Unbeknown to most, Israel's army has a humanitarian and non-lethal philosophy second to none -- their principal focus is on the saving of lives1.  This creed serves as a basis for all combat, all war, and all deterrence.  They need however to increasingly engineer a way to confront those provocative, violent, and often illegal protests in a way to minimize the drama and deaths these protagonists seek and which the media fulminates over.  The army needs to maximize nonlethal firepower to put a stop to these confrontations -- overly passive responses will only encourage the protagonists. 

Some ideas that may work are water cannons steeped with an and intensely irritating, itchy, rash-producing chemical that instantaneously converts the protesters' aggression into a overwhelming scratching incapacitation.  Another is to use Israel's hi-tech military industries to recalibrate a shotguns muzzle to spray, in an explosive arc, a very wide two foot high horizontal barrage of hundreds of small non-lethal projectiles.  Those, if aimed at the feet of the rock- and Molotov cocktail-throwing demonstrators, would likewise incapacitate large groups of attackers yet not kill them.  In both instances, the participants would likely rue the day they volunteered for these very memorable consequences -- most likely dampening the demonstrators' zeal for another round of Israel-bashing.  

This long-overdue evolution in tactics might even find favor amongst the international community as the army necessarily changes the likely consequences of most mass demonstrations and crowd-based attacks on Israel's borders and personnel from lethal (even if provoked) to nonlethal.  The army would thereby reduce the media and histrionics quotient whilst decreasing and frustrating the motivation of the "egged on" participants.  No more martyrs, no more 72 virgins, just debilitating rashes and onerous wounds. 

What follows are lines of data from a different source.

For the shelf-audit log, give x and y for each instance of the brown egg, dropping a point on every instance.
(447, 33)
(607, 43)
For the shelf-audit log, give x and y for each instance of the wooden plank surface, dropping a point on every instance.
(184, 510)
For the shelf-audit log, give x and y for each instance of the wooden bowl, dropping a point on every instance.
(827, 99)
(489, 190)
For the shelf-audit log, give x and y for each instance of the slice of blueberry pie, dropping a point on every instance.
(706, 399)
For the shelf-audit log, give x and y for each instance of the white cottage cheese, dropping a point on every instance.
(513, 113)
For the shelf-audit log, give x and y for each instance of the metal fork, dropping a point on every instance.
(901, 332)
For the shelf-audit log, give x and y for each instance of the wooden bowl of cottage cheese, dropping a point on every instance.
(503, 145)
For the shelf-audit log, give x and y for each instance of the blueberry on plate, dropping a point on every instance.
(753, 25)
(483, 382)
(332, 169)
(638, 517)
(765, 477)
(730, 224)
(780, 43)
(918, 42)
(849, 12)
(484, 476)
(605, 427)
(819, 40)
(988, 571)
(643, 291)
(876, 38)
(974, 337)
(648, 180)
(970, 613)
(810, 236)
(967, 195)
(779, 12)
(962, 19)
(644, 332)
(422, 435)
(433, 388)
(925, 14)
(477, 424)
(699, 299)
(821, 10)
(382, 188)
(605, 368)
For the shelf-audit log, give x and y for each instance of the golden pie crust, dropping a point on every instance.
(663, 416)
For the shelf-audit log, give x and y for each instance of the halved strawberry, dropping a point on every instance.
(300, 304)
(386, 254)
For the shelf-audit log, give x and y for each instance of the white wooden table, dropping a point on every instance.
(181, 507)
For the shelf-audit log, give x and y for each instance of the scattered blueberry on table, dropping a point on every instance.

Israel needs desperately to quickly invest in powerful but nonlethal crowd control, and in protester inhibitors.  It needs to be clever more than tough.  Otherwise by sheer numbers, the day may come when its borders are overwhelmed by increasing quantities of human bodies dead-set on marching with stones and likely guns.  And remember: the West Bank is in places only nine miles from Israel to the Mediterranean Sea coast.  A renegade militant with a mortar or a couple of rockets could easily close down Israel's only airport, never mind much of central Israel's main transport arteries, from any number of West Bank locations.  East and West Jerusalem are still an open, unified city.  Israel does not have the luxury of size and space -- it is after all situated on only on a fifteenth of one percent of the land constituting the Arab Middle East.